知可子の視線をずらすかのように、良平は窓の外に目をやった。
「そうだ、私、仕事残ってるんだった。良ちゃん、ごめん。今日はこれで帰ろ」
知可子は時計を見てわざと急いでみせた。
「知可、悪いな、俺・・・」
「気にしない、気にしない。誰でもそんな時あるよ。無理しないことよ。深刻にならないで、流れに身を任せてみるのも手かも知れないよ」
知可子は良平の目を見て、精一杯笑ってみせた。
「良ちゃん、また電話して。いつもみたいにFAXってのもいいわよ」
「すまない、知可。君の心遣いには感謝している。本当にありがとう。今日は送らないけど、気をつけて帰ってくれ。落ち着いたら連絡するよ。じゃあ仕事頑張って。知可・・・ありがとう」

地下鉄の階段を下りる良平を、知可子は母親のような気持ちで見送った。何か切なくて、やり切れない思いで胸がつまった。いつもなら、階段を下りながら、振り返ってオーバーなギャグを送る良平だが、急ぐ乗客に紛れて、すぐにその姿が見えなくなった。知可子は、すぐにその場を立ち去ることがどうしても出来なかった。

知可子 様

今日、赤いセーターを買った。いつか知可が言ってただろ。何かきっかけが必要だって・・・。あのひと言の深さが、今、身に沁みてよくわかる気がする。知可も考えるところがあって、部屋の照明換えたんだ。詳しく話してくれなかったけど、よくわかるよ。

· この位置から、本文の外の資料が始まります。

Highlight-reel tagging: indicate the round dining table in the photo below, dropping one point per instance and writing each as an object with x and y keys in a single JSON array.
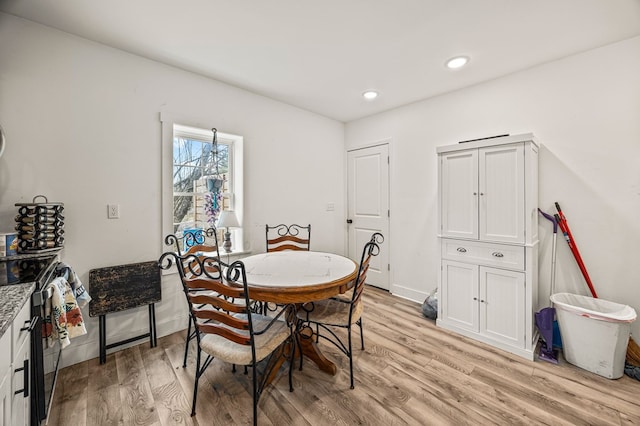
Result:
[{"x": 298, "y": 277}]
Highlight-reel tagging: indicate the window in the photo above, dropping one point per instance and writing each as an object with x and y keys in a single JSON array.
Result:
[{"x": 201, "y": 180}]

俺、その場の勢いで、「組織の人間なんかになりたくない」とか意地張って、結局職に就かずアルバイトで今日まで来てしまった。知可も知ってるように、世の中の流れに染まりたくなくて、携帯も持たずに今時FAXなんて使ってやり取りするような時代遅れな生き方を選んだ。でも音楽で食って行けるなんて甘い考えもないし、音楽でないとダメだなんて固く考えているわけでもないんだ。近頃思うんだ。俺、結局何もしたくないんじゃないかな、なんて・・・。そう考えると、何も手につかず、俺はいったい生きているのか死んでいるのか、っていうのもわからなくなる。時々、身動きさえも出来なくなって、無性に怖くて、背中をさ、壁に押し付けてうずくまってしまう。部屋の灯りを全部灯して、打ち込んだ曲のボリュームをいっぱいにして聴こうとするんだけど、何かホワンホワンと歪んで聴こえるんだ。俺、こんなんじゃ変になるって思う。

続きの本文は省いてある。